◢ Reference appendix

The agentic AI vocabulary.

22 terms used across this guide. Definitions are deliberately short. Click a card to jump to the chapter that uses it.

RAG

Retrieval-Augmented Generation. Pull relevant chunks from a vector store (or hybrid search) and stuff them into the prompt so the model can answer with facts beyond its training cutoff.

CAG

Cache-Augmented Generation. Precompute and cache an expensive retrieval/synthesis step; serve future queries from the cache when input matches.

Tool calling

The LLM emits a structured 'I want to call X with args Y' message. Your code runs X and feeds the result back as another turn. Foundation of every agent.

MCP

Model Context Protocol. An open standard for exposing tools/resources to LLMs across vendors. Think 'USB-C for tools'.

ReAct

Reason + Act loop. The model alternates between thinking out loud and calling tools, until it decides it's done. The classic single-agent pattern.

Chain-of-Thought

Asking the model to reason step-by-step before answering. Improves accuracy on multi-step problems at the cost of tokens.

Reflection

An agent reviewing its own output and revising. The simplest form of evaluator-optimizer.

Guardrails

Programmatic checks before/after model calls.
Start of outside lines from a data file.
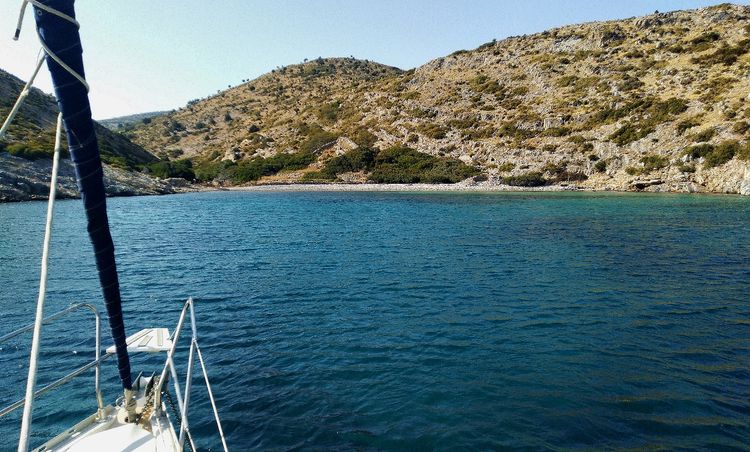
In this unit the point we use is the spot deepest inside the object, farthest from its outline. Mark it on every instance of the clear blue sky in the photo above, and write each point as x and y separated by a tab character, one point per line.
145	55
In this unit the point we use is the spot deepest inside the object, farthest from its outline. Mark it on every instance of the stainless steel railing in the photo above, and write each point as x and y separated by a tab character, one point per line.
183	403
98	358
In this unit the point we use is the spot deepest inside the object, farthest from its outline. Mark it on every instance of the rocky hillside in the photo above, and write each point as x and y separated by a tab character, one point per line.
26	150
658	102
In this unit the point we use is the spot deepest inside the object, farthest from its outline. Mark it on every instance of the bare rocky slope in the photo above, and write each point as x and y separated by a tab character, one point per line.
25	153
660	103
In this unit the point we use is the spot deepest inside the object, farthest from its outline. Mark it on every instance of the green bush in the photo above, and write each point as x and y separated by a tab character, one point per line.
30	150
318	138
433	131
360	159
741	127
686	168
254	169
726	54
722	153
717	155
654	162
532	179
682	126
177	168
405	165
364	138
329	113
704	135
743	153
630	132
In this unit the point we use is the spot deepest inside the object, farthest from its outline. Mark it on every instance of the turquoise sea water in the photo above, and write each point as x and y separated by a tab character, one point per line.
414	321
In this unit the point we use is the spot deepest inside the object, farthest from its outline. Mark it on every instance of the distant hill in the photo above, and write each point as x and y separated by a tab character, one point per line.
26	150
657	102
126	122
Block PII leaks, off-topic answers, or jailbreaks. Layer them; don't trust the model to police itself.

Evals

Tests for LLMs. Golden datasets + scoring (exact match, judge LLM, pairwise). The only way to know if a change is real or wishful thinking.

Token budget

The max tokens (input + output) a request can use. Shapes how much retrieval, history, and few-shot you can include.

Context window

The max tokens a model can attend to in one call. Bigger windows ≠ better — quality often degrades past the middle of the window.

Few-shot

Including 2-10 input/output examples in the prompt to demonstrate the desired behavior. Cheap, ferocious behavioral lever.

Structured outputs

Forcing the model to return JSON conforming to a schema, usually via tool calling with tool_choice locked. Eliminates parsing nightmares.

System prompt

The first, persistent message that defines the agent's identity, goals, and hard rules. Not user-overridable.

Temperature

Randomness knob. 0 = deterministic, 1 = creative, >1 = unhinged. Lower for analysis; higher for ideation.

Orchestrator

The top-level controller in a multi-agent system. Plans subtasks, dispatches to workers, synthesizes the result.

Evaluator-Optimizer

A two-role loop where one model produces and another critiques (with structured output), then a third revises. The quality powerhouse pattern.

Streaming (SSE)

Server-Sent Events. One-way stream from server to browser. Used to render tokens and audit events as they're produced.

Audit log

Append-only record of every event in an agent run: status, tool calls, tool results, reviews. Critical for debugging and trust.

Writing profile

Static rules describing structure, terminology, and character of the writer. Travels across all guidelines.

Guideline

Per-task contract: angle, audience, beats, tone, must-include/avoid. Generated, edited by humans, consumed by the writer.

Reasoning effort

A knob on reasoning models that allocates more compute to internal thought. 'low'/'medium'/'high'/'xhigh'. Use sparingly.